P.S I know from studying linear models that those models model how variances in the input affect the variance in the output. So the mean and variances that we normalize by are just shift and scaling factors that act on the true relationship between the variables. But i'm not sure of log transforms and such and why it easier here.
Logs are monotonic transforms, so they don't actually change the locations of optima. However, they can lead to far more numerically stable algorithms, especially when exponentials of large numbers or products of many small probabilities are involved. From this perspective, the resulting "Gaussianity" is incidental.
Neural networks prefer to keep things on the same scale. When taking the log of targets (or features) that are distributed with long tails, one is transforming an "exponentially spread out" variable with one that is "linearly spread out", meaning we go from spanning many orders of magnitude to just a couple. But why does the ANN care? Because deep networks are (roughly) just stacks of linear transforms with (usually) a simple non-linear rectifier like relu between them. This means the models has to figure out how to deal with numbers that can be very tiny or gargantuan, mostly via linear transforms (the best that relu can help is by deleting negative numbers)! Remember that these same weights have to be able to handle data points spanning many orders of magnitude; receiving a huge value will be overwhelming for both the forward and backward passes.
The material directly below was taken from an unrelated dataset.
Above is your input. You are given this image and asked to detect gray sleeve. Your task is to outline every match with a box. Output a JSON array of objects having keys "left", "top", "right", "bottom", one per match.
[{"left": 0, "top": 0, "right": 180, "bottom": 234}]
Coming from a purely data generalization perspective, this problem with long tails can also be exacerbated if those tails are sparsely populated (as is usually the case with long tails). For targets, one way to view this is as a class imbalance problem with the dataset. By taking the log, we crush down those vast swathes of distance among the tails of the distribution and avoid this. For features, this is more like the dataspace is artificially empty on the tails. Suppose (as in the target dist for the linked example) we have a feature distribution with lots of data in 1M-5M, but very little on the tails, yet with small spikes at 30M and 40M. This means that inputs with values between 30M and 40M are quite possible, but the network may not have seen anything with those values due to the sparseness of the tails. By taking the log, we avoid having barren parts of the data space that the network has to interpolate and/or extrapolate into (since it will be put 30M and 40M very close to each other). If all the recent work in adversarial examples has taught us anything, it is that networks cannot be trusted even a small distance into uncharted territory!
From a theory perspective, Gaussianity is always appealing. This can also be practical: for example, variational Bayesian neural networks are often approximated with mean field methods, meaning the weights are given Gaussian posterior representations, which seems to be successful in practice. More theoretically, Bayesian neural networks (for which regular ANNs are a special case) are closely related to Gaussian processes. Separately, by having a Gaussian distributed error model, one ends up with a maximum likelihood model by minimizing $L_2$ regression error. In general, in virtually all applications, one prefers to minimize a log-likelihood, rather than a likelihood probability directly. Altogether, I don't think the reason is theoretically motivated; however, there are some theoretical interpretations for it.